Mark programatically a dataset as built
Hi,
How to mark programatically a dataset as built?
For instance, I need to create a managed MySQL dataset, write some data to it, and mark it programatically in the flow as "built". Is is there any dataset parameter modifiable by a user through Python API?

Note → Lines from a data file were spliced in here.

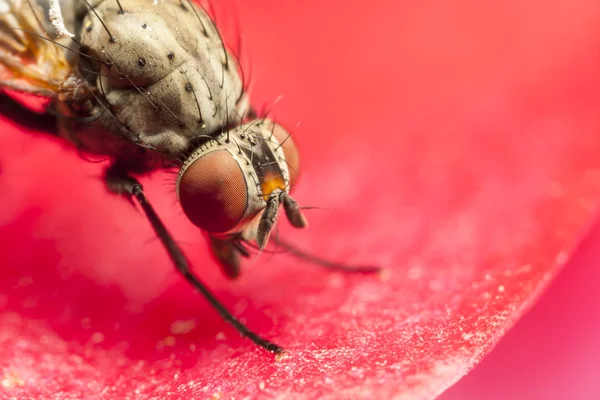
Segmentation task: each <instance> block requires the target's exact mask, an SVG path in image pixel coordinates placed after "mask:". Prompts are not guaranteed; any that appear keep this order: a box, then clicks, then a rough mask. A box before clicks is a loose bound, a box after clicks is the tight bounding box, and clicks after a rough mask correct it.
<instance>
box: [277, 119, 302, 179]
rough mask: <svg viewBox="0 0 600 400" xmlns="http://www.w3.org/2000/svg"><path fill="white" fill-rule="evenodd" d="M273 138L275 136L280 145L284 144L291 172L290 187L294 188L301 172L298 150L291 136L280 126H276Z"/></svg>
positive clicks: (286, 131) (285, 152)
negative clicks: (280, 143)
mask: <svg viewBox="0 0 600 400" xmlns="http://www.w3.org/2000/svg"><path fill="white" fill-rule="evenodd" d="M273 136H275V139H277V141H278V142H279V143H283V145H282V146H281V147H283V154H284V155H285V161H286V162H287V164H288V170H289V171H290V186H291V187H292V188H293V187H294V186H295V185H296V182H297V181H298V175H299V171H300V155H299V154H298V148H297V147H296V144H295V143H294V141H293V140H292V138H291V136H290V134H289V133H288V132H287V131H286V130H285V129H284V128H283V127H281V126H280V125H275V128H274V130H273Z"/></svg>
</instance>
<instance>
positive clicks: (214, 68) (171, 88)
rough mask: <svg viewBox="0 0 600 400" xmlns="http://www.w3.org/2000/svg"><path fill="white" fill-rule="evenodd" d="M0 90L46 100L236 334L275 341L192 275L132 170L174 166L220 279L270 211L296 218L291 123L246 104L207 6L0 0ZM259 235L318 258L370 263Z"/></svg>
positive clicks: (256, 245)
mask: <svg viewBox="0 0 600 400" xmlns="http://www.w3.org/2000/svg"><path fill="white" fill-rule="evenodd" d="M0 88H2V89H4V91H5V92H7V93H14V92H18V93H22V94H32V95H37V96H41V97H43V98H45V99H46V100H47V103H46V106H45V107H46V111H47V112H48V113H49V114H51V115H52V116H53V118H55V122H56V126H57V128H56V133H57V134H58V135H59V136H61V137H63V138H65V139H67V140H68V141H70V142H71V143H73V144H74V145H75V146H76V147H77V149H79V151H81V152H82V153H84V154H93V155H104V156H107V157H108V158H109V159H110V166H109V167H108V168H107V169H106V173H105V175H104V180H105V183H106V187H107V189H108V190H109V191H110V192H113V193H116V194H119V195H121V196H123V197H124V198H126V199H128V200H129V201H132V202H133V201H137V202H138V203H139V205H140V207H141V209H142V210H143V212H144V214H145V216H146V217H147V218H148V220H149V222H150V223H151V225H152V227H153V229H154V231H155V233H156V235H157V236H158V238H159V239H160V241H161V242H162V244H163V246H164V247H165V249H166V251H167V252H168V254H169V256H170V258H171V260H172V262H173V264H174V265H175V267H176V269H177V270H178V271H179V272H180V273H181V274H182V275H183V277H184V278H185V279H186V280H187V281H188V282H189V283H190V284H191V285H192V286H193V287H195V288H196V290H197V291H199V292H200V293H201V294H202V296H204V298H205V299H206V300H207V301H208V302H209V303H210V304H211V305H212V306H213V307H214V308H215V309H216V310H217V311H218V312H219V314H220V315H221V316H222V317H223V318H224V319H225V320H226V321H227V322H229V323H230V324H232V325H233V326H234V328H235V329H236V330H238V331H239V332H240V333H241V334H242V335H243V336H245V337H247V338H249V339H250V340H252V341H253V342H254V343H255V344H257V345H258V346H260V347H262V348H264V349H266V350H268V351H270V352H272V353H276V354H280V353H281V352H282V351H283V350H282V348H281V347H280V346H278V345H276V344H275V343H272V342H270V341H268V340H266V339H264V338H262V337H260V336H259V335H257V334H256V333H254V332H253V331H251V330H250V329H249V328H247V327H246V326H245V325H244V324H242V323H241V322H240V321H238V320H237V319H236V318H235V317H234V316H233V315H232V314H231V313H230V312H229V311H228V310H227V309H226V308H225V307H224V306H223V305H222V304H221V303H220V302H219V300H218V299H217V298H215V296H214V295H213V294H212V293H211V291H210V290H209V289H208V288H207V287H206V285H205V284H204V283H203V282H202V281H201V280H200V279H199V278H198V277H197V276H196V274H195V273H194V272H193V271H192V270H191V268H190V266H189V264H188V261H187V260H186V257H185V256H184V254H183V252H182V251H181V249H180V248H179V246H178V245H177V243H176V242H175V240H174V238H173V237H172V235H171V234H170V233H169V231H168V230H167V228H166V227H165V225H164V224H163V222H162V220H161V219H160V217H159V216H158V214H157V213H156V211H155V210H154V208H153V206H152V205H151V203H150V202H149V200H148V198H147V197H146V195H145V194H144V190H143V187H142V185H141V184H140V183H139V182H138V180H137V179H136V178H135V177H136V176H140V175H144V174H147V173H149V172H151V171H154V170H157V169H175V170H177V171H178V173H177V178H176V192H177V197H178V200H179V204H180V206H181V208H182V210H183V212H184V214H185V215H186V216H187V218H189V220H190V221H191V222H192V223H193V224H195V225H196V226H197V227H198V228H199V229H201V230H202V231H203V232H204V233H205V236H206V237H207V239H208V243H209V245H210V247H211V249H212V252H213V254H214V255H215V257H216V259H217V260H218V261H219V263H220V265H221V267H222V269H223V271H224V273H225V274H226V275H227V276H228V277H230V278H235V277H236V276H238V275H239V273H240V259H241V258H247V257H250V255H251V250H253V249H258V250H259V251H262V250H263V249H265V247H266V246H267V243H268V242H269V239H270V233H271V231H272V230H273V228H274V226H275V224H276V222H277V220H278V215H279V211H280V209H281V208H282V209H283V211H284V213H285V215H286V217H287V220H288V221H289V222H290V223H291V225H292V226H294V227H296V228H304V227H306V226H307V222H306V218H305V216H304V215H303V213H302V209H303V207H300V206H299V205H298V203H297V202H296V201H295V200H294V199H293V197H292V196H291V195H290V189H291V188H292V187H293V186H294V185H295V183H296V181H297V178H298V168H299V155H298V150H297V148H296V146H295V144H294V141H293V140H292V138H291V134H290V133H289V132H288V131H287V130H286V129H285V128H284V127H283V126H282V125H280V124H278V123H276V122H275V121H273V120H271V119H269V118H268V117H266V116H262V117H259V116H258V115H257V113H255V112H254V110H253V109H252V107H251V106H250V105H249V100H248V96H247V94H246V92H245V90H244V89H245V88H244V82H243V79H242V74H241V69H240V66H239V63H238V61H237V58H236V57H235V55H234V54H233V52H231V51H230V50H229V48H228V47H227V46H226V45H225V43H224V41H223V40H222V38H221V35H220V33H219V31H218V29H217V27H216V25H215V22H214V20H213V19H212V18H211V17H210V15H209V13H208V12H207V11H206V9H205V8H203V7H202V6H200V5H199V4H196V3H192V2H191V0H37V2H34V0H0ZM5 99H6V98H5ZM5 99H3V100H2V101H5ZM271 241H273V242H275V243H276V244H277V245H278V246H280V247H282V248H283V249H285V250H287V251H289V252H290V253H292V254H294V255H296V256H299V257H300V258H304V259H308V260H311V261H313V262H315V263H317V264H320V265H322V266H325V267H328V268H332V269H339V270H345V271H352V272H375V271H378V268H377V267H372V266H364V267H360V266H354V267H351V266H346V265H344V264H338V263H333V262H330V261H327V260H323V259H319V258H316V257H314V256H312V255H309V254H307V253H305V252H302V251H300V250H298V249H296V248H295V247H293V246H291V245H290V244H288V243H286V242H284V241H281V240H280V239H278V238H275V237H273V238H271Z"/></svg>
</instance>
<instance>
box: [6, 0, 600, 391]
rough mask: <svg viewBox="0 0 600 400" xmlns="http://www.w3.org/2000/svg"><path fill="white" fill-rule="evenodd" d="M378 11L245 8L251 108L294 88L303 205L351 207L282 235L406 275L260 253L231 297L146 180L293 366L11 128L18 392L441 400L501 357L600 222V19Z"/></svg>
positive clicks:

# Create empty dataset. client = dataiku.api_client() project = client.get_project(dataiku.default_project_key()) builder = project.new_managed_dataset_creation_helper("mydatasetname") builder.with_store_info("mysqlconnection") dataset = builder.create() # Compute dataset output as Pandas dataframe. dataframe = myfunction(inputs) # Write output to the dataset. output_handler = dataiku.Dataset(dataset) output_handler.write_with_schema(dataframe) ### How to change the dataset property in GUI flow to 'built'?
Answers
-
CoreyS Dataiker Alumni, Dataiku DSS Core Designer, Dataiku DSS Core Concepts, Registered Posts: 1,150 ✭✭✭✭✭✭✭✭✭
Hi, @Marek
! Can you provide any further details on the thread to assist users in helping you find a solution (insert examples like DSS version etc.) Also, can you let us know if you’ve tried any fixes already?This should lead to a quicker response from the community. -
Hi Marek.
I don't know if this will serve your purpose, but you can mark datasets as "explicit build only"
See dataset > settings > advanced > rebuild behaviour.
Regards
Mark
-
Hi Mark,
Thank you for your response. Actually my question is not about managing the dataset marking with GUI, but programatically i.e. how to change the marking within a Python script.